If you don’t already have a journey map, have a workshop with key stakeholders involved in any customer-facing touchpoint.

Level up:

If you have a journey map already, validate that it’s still accurate every year or so. Use your journey maps to identify pain points within your customer’s journey and brainstorm solutions.

3. Create a Voice of the Customer program to improve CX efforts

A VoC program helps measure customer experience (CX) by capturing and analyzing multiple types of customer feedback to identify customer experience areas that need improvement. As one of the core ways to better understand your customers, VoC programs enable organizations to follow one of the foundational pillars of strong CX.

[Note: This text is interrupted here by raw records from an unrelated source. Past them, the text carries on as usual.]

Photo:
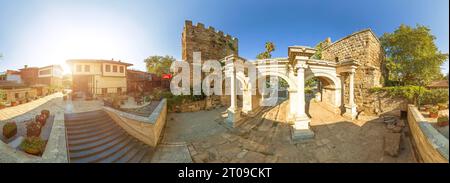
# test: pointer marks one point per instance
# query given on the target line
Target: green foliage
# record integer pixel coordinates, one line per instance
(412, 57)
(270, 47)
(442, 119)
(311, 82)
(2, 95)
(434, 110)
(158, 64)
(33, 144)
(413, 93)
(10, 129)
(410, 93)
(174, 100)
(319, 48)
(435, 96)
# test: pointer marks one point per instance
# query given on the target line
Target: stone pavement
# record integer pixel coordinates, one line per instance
(266, 138)
(34, 106)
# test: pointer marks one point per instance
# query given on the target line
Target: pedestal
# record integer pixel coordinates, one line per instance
(233, 117)
(350, 111)
(301, 130)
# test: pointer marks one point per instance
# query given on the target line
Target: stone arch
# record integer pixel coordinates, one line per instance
(292, 84)
(331, 91)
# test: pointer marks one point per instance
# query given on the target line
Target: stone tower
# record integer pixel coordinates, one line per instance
(364, 47)
(211, 43)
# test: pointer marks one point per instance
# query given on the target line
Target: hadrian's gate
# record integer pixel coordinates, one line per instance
(295, 70)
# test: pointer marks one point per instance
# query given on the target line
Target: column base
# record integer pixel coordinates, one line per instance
(350, 111)
(301, 130)
(234, 115)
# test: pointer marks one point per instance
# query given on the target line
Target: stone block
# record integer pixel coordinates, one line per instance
(392, 144)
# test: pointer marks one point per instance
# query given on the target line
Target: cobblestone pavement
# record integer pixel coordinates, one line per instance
(265, 139)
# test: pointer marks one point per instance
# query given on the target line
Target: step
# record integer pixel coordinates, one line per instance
(89, 125)
(105, 154)
(85, 115)
(148, 156)
(140, 155)
(100, 149)
(94, 138)
(131, 153)
(99, 142)
(90, 135)
(120, 153)
(85, 121)
(89, 130)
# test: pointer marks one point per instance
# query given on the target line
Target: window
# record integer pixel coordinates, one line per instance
(121, 69)
(45, 72)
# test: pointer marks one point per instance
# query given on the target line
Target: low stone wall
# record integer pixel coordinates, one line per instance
(208, 103)
(379, 103)
(146, 129)
(55, 150)
(11, 112)
(430, 146)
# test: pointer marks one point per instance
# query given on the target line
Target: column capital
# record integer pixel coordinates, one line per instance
(301, 64)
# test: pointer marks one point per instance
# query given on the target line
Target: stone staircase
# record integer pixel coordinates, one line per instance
(93, 137)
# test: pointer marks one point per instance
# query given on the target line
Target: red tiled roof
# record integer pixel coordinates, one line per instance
(99, 61)
(10, 84)
(439, 84)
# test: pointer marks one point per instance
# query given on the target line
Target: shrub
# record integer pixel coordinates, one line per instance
(10, 129)
(442, 106)
(33, 145)
(41, 119)
(435, 96)
(45, 113)
(409, 93)
(443, 119)
(33, 129)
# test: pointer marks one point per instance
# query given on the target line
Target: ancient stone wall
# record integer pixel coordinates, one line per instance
(211, 43)
(364, 47)
(429, 145)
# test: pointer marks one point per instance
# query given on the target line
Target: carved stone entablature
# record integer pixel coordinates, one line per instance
(347, 66)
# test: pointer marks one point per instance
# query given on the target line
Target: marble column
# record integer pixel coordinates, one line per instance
(301, 129)
(350, 108)
(233, 111)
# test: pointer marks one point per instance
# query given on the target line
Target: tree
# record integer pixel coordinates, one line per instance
(158, 64)
(412, 58)
(270, 47)
(319, 48)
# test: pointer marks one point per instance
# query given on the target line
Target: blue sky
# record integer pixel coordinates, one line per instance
(43, 32)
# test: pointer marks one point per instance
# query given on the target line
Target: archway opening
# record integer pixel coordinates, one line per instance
(324, 91)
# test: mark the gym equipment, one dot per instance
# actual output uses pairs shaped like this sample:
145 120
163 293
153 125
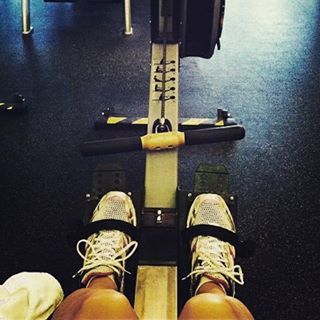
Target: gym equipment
16 104
25 14
28 29
165 206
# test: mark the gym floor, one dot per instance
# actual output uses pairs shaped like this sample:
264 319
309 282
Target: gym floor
77 63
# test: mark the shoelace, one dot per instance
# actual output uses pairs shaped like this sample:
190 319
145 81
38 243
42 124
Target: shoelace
213 254
100 256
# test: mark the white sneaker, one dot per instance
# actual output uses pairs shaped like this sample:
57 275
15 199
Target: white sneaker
107 250
212 259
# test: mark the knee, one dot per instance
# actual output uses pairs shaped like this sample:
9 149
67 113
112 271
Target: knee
100 303
214 306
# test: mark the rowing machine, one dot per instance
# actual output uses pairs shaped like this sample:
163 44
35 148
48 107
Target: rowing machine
172 38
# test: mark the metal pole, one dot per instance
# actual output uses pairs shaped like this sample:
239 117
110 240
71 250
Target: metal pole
127 18
25 8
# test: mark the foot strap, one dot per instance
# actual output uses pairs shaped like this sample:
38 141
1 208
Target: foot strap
80 231
110 224
244 248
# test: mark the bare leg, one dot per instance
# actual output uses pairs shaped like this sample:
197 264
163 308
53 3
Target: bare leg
100 300
211 302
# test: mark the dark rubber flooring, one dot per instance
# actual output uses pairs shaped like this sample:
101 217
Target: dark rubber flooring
77 63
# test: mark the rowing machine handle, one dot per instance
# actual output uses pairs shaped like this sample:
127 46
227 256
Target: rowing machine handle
210 135
99 147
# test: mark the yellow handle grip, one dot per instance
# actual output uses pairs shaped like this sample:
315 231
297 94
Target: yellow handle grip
162 141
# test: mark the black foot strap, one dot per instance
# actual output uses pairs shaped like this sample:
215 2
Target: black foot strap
244 248
110 224
83 232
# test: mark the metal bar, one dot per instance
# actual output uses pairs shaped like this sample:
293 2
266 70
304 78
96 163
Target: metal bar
127 18
25 13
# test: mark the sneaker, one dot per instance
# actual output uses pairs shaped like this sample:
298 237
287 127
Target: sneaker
107 250
212 259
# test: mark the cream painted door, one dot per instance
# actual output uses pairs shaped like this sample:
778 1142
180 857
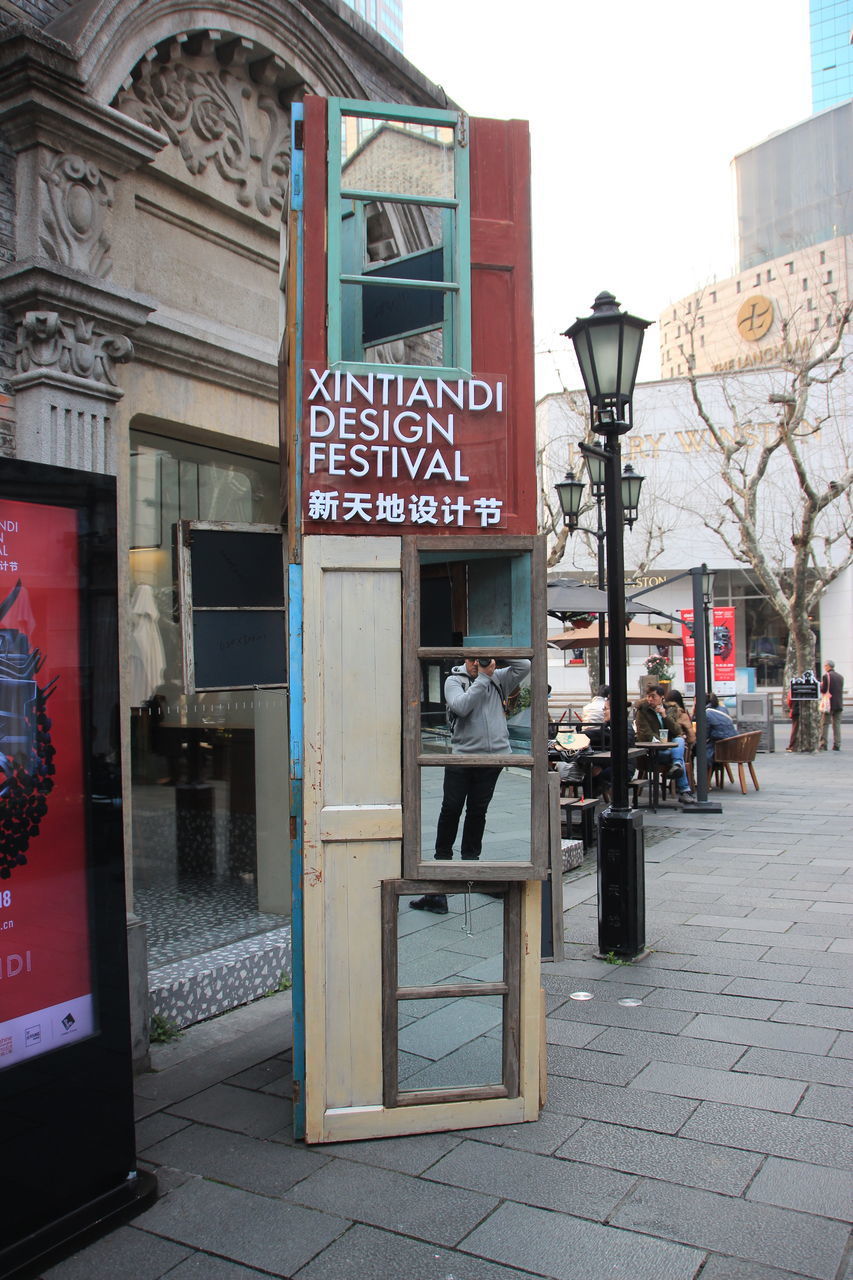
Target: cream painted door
352 841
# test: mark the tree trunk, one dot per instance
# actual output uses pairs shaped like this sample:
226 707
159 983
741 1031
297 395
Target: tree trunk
799 659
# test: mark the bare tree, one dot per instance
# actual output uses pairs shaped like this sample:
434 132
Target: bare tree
776 510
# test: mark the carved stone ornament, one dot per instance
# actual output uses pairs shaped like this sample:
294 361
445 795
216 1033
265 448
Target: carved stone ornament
219 109
71 347
77 199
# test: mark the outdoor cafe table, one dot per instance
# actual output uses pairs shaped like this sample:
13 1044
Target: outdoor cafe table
601 758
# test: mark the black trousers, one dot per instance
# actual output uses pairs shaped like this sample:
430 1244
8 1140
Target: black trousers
471 789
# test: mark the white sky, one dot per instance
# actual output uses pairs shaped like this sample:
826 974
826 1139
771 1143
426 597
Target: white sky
635 109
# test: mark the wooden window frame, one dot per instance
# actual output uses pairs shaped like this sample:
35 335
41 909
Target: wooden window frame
415 865
392 996
456 327
187 611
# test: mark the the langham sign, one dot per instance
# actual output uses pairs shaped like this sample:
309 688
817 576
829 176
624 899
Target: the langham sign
388 453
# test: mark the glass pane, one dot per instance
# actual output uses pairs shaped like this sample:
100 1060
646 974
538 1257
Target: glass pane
397 156
236 568
450 1043
236 648
477 813
404 240
463 946
209 781
500 722
474 599
386 324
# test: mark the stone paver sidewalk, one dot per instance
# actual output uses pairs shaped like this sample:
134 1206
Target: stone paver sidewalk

Data sources for a VoC program can include customer complaints, customer surveys, employee feedback, company reviews, interviews, and social media. Through rich, diversified sources of customer feedback, VoC programs help companies better understand customer experience and sentiment.

Where to start:

If you don’t have a VoC program in place, start by improving your customer survey program: Standardize surveys and make timing regular and consistent.

Level up:

If you already have a VoC program in place, consider adding other forms of feedback to enrich your VoC. Use this data to track progress on your CX efforts.

Envision your long-term CX strategy goals

Using the customer experience maturity table above, ask yourself where your organization’s CX program is now, where you want it to be, and how you can get there.

Starting or improving your efforts in one or all of the popular CX initiatives laid out here (personas, journey maps, and VoC programs) is a great place to start in leveling up your CX maturity.